The light that the first laser instrument 2 sends forms focal beam spot by the first spectroscope 6, inverted telescope 7,8, the second spectroscope 9 and high power objective 10 and carrys out microactuator suspension granular fuel 11, microparticle fuel 11 is positioned in the micro-combustion chip 12 of design processing, micro-combustion chip 12 is controlled by three-D electric displacement platform 13, accurately changes the relative position of microparticle fuel 11 and light beam.Microparticle fuel 11 can be liquid (oil, alcohols), solid (coal, metal), biological particles (straw, stalk) and fuel blend etc.Microparticle fuel suspends and lights schematic diagram and see Figure of description 2.Stressed comprise laser emission power, photophoresis power, thermophoretic forces, drag force, thermal transpiration power, Blang power, gravity and the buoyancy etc. of microparticle fuel 11 in suspension, burning and gasification, it is analyzed as follows.

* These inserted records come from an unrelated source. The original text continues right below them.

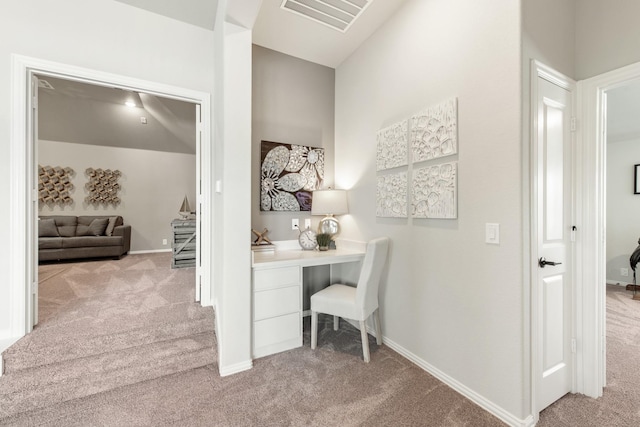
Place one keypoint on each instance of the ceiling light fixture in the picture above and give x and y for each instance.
(336, 14)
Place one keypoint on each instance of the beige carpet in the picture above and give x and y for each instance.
(620, 404)
(120, 343)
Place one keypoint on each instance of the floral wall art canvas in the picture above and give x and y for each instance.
(391, 195)
(434, 191)
(289, 174)
(434, 131)
(392, 146)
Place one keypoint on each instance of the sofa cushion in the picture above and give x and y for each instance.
(50, 243)
(91, 241)
(96, 228)
(111, 226)
(66, 225)
(47, 228)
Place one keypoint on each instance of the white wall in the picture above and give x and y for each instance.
(293, 103)
(102, 35)
(152, 186)
(607, 34)
(623, 208)
(450, 299)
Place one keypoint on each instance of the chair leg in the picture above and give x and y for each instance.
(314, 329)
(376, 319)
(365, 341)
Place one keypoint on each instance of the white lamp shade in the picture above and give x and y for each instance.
(329, 202)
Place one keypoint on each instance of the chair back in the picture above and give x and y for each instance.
(369, 280)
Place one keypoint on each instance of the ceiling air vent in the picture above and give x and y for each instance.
(337, 14)
(44, 84)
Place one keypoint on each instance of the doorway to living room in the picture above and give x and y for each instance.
(24, 200)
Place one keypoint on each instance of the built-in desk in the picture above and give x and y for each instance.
(277, 294)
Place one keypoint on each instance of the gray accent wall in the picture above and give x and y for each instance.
(293, 103)
(153, 185)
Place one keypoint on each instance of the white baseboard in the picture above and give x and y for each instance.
(479, 400)
(236, 368)
(152, 251)
(618, 283)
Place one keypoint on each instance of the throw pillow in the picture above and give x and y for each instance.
(47, 228)
(111, 226)
(96, 228)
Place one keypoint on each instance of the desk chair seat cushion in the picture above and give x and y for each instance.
(338, 300)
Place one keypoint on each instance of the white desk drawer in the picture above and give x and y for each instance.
(276, 302)
(276, 278)
(276, 330)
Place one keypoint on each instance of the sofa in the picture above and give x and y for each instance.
(75, 237)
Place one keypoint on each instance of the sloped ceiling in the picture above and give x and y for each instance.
(298, 36)
(197, 12)
(96, 115)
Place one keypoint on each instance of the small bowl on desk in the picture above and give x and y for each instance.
(323, 240)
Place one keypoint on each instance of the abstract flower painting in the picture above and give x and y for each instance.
(289, 174)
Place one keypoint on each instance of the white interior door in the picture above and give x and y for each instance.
(553, 229)
(32, 210)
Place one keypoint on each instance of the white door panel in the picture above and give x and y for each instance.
(553, 200)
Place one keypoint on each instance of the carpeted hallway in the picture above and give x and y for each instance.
(121, 343)
(619, 406)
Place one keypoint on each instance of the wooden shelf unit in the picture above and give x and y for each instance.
(184, 243)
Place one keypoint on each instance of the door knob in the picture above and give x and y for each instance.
(542, 262)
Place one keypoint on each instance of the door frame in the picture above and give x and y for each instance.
(22, 236)
(539, 70)
(591, 159)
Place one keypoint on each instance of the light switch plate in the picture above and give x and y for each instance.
(492, 232)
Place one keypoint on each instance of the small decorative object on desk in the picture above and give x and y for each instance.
(262, 243)
(323, 239)
(185, 209)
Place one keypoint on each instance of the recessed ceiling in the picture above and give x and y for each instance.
(297, 35)
(336, 14)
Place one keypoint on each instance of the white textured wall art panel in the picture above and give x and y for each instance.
(434, 191)
(434, 131)
(392, 146)
(54, 185)
(391, 195)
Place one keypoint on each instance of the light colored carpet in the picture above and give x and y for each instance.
(80, 367)
(620, 404)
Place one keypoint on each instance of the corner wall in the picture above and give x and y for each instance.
(293, 103)
(152, 186)
(607, 36)
(451, 301)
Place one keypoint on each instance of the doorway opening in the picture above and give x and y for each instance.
(24, 261)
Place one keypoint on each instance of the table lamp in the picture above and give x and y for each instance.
(329, 203)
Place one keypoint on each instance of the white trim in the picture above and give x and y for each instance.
(234, 369)
(478, 399)
(20, 158)
(539, 70)
(149, 251)
(592, 204)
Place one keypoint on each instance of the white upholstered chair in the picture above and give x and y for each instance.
(354, 303)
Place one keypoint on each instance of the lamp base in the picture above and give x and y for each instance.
(329, 225)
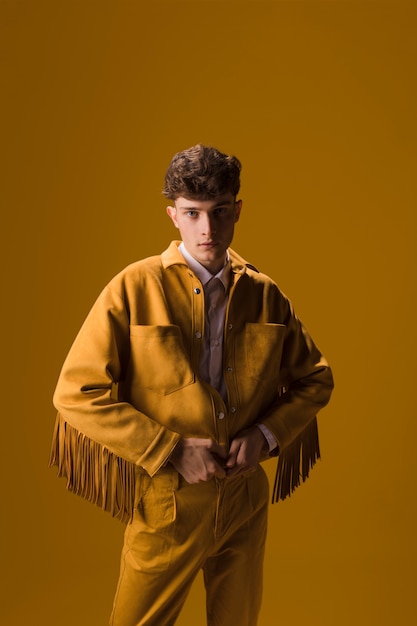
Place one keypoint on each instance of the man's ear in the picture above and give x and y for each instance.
(172, 212)
(238, 207)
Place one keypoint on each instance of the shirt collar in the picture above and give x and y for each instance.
(202, 272)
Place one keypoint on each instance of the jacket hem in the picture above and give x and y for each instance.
(296, 461)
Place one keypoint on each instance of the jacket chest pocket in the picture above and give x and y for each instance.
(263, 350)
(158, 358)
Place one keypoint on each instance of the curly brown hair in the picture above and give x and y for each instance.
(202, 173)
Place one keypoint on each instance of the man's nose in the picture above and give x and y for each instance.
(208, 227)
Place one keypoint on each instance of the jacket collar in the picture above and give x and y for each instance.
(172, 256)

Laser emission power: under laser action, photon collision particle and direction occurs change, thus cause momentum change, according to the law of conservation of momentum and Newton second law, particle is subject to the acting force that photon collision produces.The expression formula of laser emission power is:
wherein ε is that particle emissivity, c are the light velocity, P
0for incident light gross energy, A
pfor particle cross-sectional area, A
beamfor beam cross-section amasss.Generally laser emission power is decomposed into scattering force (axial force) and gradient force (radial force).The laser emission power order of magnitude is generally 10
-12~10
-9n, is mainly limited to beam energy, pattern and waist radius.

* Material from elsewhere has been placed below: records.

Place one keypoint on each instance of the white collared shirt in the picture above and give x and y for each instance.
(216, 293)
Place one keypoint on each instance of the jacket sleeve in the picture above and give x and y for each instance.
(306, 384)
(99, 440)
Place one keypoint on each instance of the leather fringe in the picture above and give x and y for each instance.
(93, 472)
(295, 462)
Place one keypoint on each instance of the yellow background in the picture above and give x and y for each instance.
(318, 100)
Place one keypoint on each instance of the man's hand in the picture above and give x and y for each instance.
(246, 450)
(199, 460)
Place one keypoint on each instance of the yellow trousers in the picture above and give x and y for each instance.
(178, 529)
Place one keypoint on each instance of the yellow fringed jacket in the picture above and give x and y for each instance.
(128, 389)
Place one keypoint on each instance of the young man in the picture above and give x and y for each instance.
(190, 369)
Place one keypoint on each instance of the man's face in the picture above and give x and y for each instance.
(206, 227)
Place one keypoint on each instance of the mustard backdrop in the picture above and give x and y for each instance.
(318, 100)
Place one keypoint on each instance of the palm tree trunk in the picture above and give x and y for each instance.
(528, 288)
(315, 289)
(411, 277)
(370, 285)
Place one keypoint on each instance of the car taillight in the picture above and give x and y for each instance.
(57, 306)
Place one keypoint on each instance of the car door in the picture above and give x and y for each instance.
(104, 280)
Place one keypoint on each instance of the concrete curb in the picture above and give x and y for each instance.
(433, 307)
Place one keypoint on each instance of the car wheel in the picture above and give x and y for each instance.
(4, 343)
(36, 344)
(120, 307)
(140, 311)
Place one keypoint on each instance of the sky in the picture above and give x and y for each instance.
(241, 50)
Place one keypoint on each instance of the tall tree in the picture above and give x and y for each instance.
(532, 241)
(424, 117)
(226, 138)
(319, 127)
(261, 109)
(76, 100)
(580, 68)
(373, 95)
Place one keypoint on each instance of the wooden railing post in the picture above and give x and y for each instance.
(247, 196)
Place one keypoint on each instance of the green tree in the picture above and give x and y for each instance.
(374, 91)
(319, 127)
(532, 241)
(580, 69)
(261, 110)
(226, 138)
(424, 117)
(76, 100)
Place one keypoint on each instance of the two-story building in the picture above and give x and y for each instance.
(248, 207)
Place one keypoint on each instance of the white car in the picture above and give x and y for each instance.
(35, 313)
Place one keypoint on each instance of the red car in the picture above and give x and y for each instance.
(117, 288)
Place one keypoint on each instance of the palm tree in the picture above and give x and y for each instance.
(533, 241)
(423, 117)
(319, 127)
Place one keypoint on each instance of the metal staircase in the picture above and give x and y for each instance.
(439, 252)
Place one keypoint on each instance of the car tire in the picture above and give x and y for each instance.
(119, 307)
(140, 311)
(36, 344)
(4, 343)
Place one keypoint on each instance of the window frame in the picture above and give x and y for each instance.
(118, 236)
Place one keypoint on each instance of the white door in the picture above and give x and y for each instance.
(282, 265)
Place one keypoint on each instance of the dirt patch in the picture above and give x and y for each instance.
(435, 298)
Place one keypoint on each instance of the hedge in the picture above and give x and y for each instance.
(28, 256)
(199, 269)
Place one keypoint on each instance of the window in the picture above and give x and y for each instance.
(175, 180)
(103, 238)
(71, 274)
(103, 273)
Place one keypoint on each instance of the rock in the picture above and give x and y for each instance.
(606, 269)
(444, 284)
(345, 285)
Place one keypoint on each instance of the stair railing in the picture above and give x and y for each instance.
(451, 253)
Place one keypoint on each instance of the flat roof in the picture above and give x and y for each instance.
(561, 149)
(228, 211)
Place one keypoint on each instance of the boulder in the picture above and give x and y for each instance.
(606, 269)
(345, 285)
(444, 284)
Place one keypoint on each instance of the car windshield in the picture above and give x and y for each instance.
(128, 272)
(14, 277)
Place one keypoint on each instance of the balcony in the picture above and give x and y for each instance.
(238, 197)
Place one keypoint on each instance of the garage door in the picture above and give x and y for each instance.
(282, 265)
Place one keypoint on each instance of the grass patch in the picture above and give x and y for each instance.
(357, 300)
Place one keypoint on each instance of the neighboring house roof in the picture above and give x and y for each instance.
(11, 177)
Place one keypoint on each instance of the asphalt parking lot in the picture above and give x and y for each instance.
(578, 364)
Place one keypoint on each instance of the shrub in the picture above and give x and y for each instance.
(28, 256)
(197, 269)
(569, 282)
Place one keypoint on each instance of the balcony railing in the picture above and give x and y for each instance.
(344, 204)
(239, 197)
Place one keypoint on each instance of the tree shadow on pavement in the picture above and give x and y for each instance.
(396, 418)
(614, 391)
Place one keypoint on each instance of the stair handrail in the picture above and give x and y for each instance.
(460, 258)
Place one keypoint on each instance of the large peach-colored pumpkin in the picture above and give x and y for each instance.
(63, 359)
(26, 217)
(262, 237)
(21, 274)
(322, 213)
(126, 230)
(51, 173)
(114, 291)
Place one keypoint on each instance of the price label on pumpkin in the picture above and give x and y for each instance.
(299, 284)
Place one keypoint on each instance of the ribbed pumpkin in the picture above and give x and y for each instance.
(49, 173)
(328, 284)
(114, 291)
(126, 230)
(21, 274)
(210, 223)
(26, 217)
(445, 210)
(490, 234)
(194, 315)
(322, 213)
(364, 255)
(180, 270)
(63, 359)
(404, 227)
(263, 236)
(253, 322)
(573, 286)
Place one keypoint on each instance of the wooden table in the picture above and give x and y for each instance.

Photophoresis power: during due to laser levitation particle, particle is subject to inhomogeneous electromagnetic action and causes the plane of incidence and shady face to occur small thermal deviation, gas molecule is larger than the momentum after cold side bounce-back after particle hot side bounce-back, thereby poor in hot side and cold side generation acting force.For this model, photophoresis power expression formula is:
wherein R is that ideal gas constant, P are that gaseous tension, M are gas molecule quality, Q
absfor laser absorption coefficient, μ
gfor gas viscosity, k
gfor heat conductivity of gas, T
gfor gas temperature, T
pfor particle temperature, k
pfor particle thermal conductivity, J are the symmetrical factor (symmetry of Temperature Distribution after the thermal absorption of description particle), K
sLfor hot slip coefficient (0.75-1.169, the value while corresponding respectively to molecule to particle surface mirror reflection and during total scattered reflection).When grain diameter is 65-150um scope, its photophoresis power is larger.At grain diameter hour,
time, photophoresis power can be ignored, wherein h
pfor heat transfer coefficient.
Thermophoretic forces: because environmental gas exists thermograde, cause particle two surfaces to have small temperature difference along gas gradient direction, thus poor in hot side and cold side production function power.Be mainly the different of effect source from the difference of photophoresis power, photophoresis power is that inhomogeneous electromagnet source causes, and thermophoretic forces is gas temperature gradient source, causes.For this model, the expression formula of thermophoretic forces is:
wherein, d
pfor particle diameter, ρ
gfor gas density, Kn are the Knudsen number ratio of mean molecule free path (particle diameter with).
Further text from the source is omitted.